集中治療室(ICU)で治療を受ける患者の家族は、治療について不安や疑問があっても医療スタッフに話しかけるのを躊躇する人が多いことが、米ベス・イスラエル・ディーコネス医療センターのSigall Bell氏らが実施した調査から明らかになった。Bell氏は「自分の思いや考えを口に出すことは、医療において安全性を最優先する価値観を共有する上で重要な鍵となる。しかし、ICUの患者の家族にとってはそれが難しい状況であることが分かった」と話している。調査結果は「BMJ Quality and Safety」7月12日オンライン版に発表された。

Bell氏らは今回、2014年7月から2015年2月までに米国都市部にある医療センターのICUで治療を受けた患者の家族105世帯を対象に調査を実施した。さらに、最近、ICUで治療を受けた1,050人を対象に、その経験について尋ねるオンライン調査を行った。

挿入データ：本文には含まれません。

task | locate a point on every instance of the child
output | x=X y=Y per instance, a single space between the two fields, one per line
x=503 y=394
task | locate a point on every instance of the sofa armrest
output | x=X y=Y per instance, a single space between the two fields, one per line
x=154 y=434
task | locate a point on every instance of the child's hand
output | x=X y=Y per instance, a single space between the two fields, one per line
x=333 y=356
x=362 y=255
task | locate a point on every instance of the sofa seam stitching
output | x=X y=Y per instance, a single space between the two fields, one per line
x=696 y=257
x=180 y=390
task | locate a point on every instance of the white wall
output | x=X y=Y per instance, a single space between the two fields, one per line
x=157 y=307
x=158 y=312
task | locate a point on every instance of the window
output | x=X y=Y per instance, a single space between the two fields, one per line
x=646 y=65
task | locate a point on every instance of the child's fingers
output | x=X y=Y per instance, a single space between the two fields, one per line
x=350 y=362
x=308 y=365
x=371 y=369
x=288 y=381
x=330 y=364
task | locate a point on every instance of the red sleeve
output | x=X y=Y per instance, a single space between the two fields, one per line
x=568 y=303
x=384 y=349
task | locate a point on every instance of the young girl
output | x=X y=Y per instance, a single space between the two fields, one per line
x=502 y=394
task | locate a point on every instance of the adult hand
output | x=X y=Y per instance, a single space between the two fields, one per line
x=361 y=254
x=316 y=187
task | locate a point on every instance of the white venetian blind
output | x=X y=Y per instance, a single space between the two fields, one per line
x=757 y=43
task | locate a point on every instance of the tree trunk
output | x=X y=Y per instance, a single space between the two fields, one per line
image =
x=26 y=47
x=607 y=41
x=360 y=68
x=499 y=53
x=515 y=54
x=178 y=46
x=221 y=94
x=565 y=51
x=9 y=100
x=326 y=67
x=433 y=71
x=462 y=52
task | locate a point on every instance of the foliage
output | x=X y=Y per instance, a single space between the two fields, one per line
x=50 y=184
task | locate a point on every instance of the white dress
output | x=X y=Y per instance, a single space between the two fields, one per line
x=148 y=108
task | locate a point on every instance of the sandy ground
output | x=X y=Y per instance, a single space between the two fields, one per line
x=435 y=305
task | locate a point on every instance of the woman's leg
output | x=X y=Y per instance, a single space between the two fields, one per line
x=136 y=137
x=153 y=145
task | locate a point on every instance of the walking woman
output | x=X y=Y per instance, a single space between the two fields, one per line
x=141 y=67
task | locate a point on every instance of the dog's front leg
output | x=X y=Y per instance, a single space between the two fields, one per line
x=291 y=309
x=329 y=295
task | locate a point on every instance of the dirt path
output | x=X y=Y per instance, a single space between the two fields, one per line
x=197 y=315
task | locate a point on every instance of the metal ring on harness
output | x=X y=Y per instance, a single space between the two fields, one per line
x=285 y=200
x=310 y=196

医療センターのICUで治療を受けた患者の家族を対象とした調査では、不安や疑問があったときに医療従事者に尋ねることに関して、薬剤について心配なことがある場合には、回答者の約3分の2が「とても話しかけやすかった」と回答していた。しかし、医療従事者の手指衛生への懸念や積極的治療の必要性などについて「話しかけやすかった」と回答したのは約3分の1に過ぎないことが分かった。

また、医療従事者から提供された情報が分かりにくかったり、矛盾している場合や、医療ミスを疑わせることがあった場合に、それらについて「説明を求めやすい」と回答したのは半数にとどまった。なお、こうした場合に患者や家族が医療従事者に話しかけにくい理由として挙げたのは、「トラブルメーカーだと思われたくない」「誰に相談したらよいのか分からない」「医療チームが忙しそうだった」などであった。

このほか、「高齢者」や「女性」、「医療業界で働いた経験がある人」は、ICUで不安感や不信感を持ったときに、率直にそのことを医療スタッフに尋ねる傾向が強いことも明らかになった。

Bell氏らによれば、今回の調査対象者は英語が母国語で、学歴が大卒以上の人や医療業界となんらかの関係がある人が多かった。そのため、実際には、この調査結果で示された以上に問題は深刻な可能性があるとしている。

また、Bell氏は「患者のそばに付き添う家族は、医師が見落としがちな重要な情報を握っている上に、患者の状態の変化に最初に気付きやすい」と指摘する。その上で、「今回の研究では、ICU患者やその家族には、医療ミスが疑われる場面に遭遇したら、その場で発言してもらえるように積極的に働きかける必要があることが明らかになった。それを躊躇させるような状況は安全性に問題をもたらすだろう」と話している。(HealthDay News 2018年7月19日)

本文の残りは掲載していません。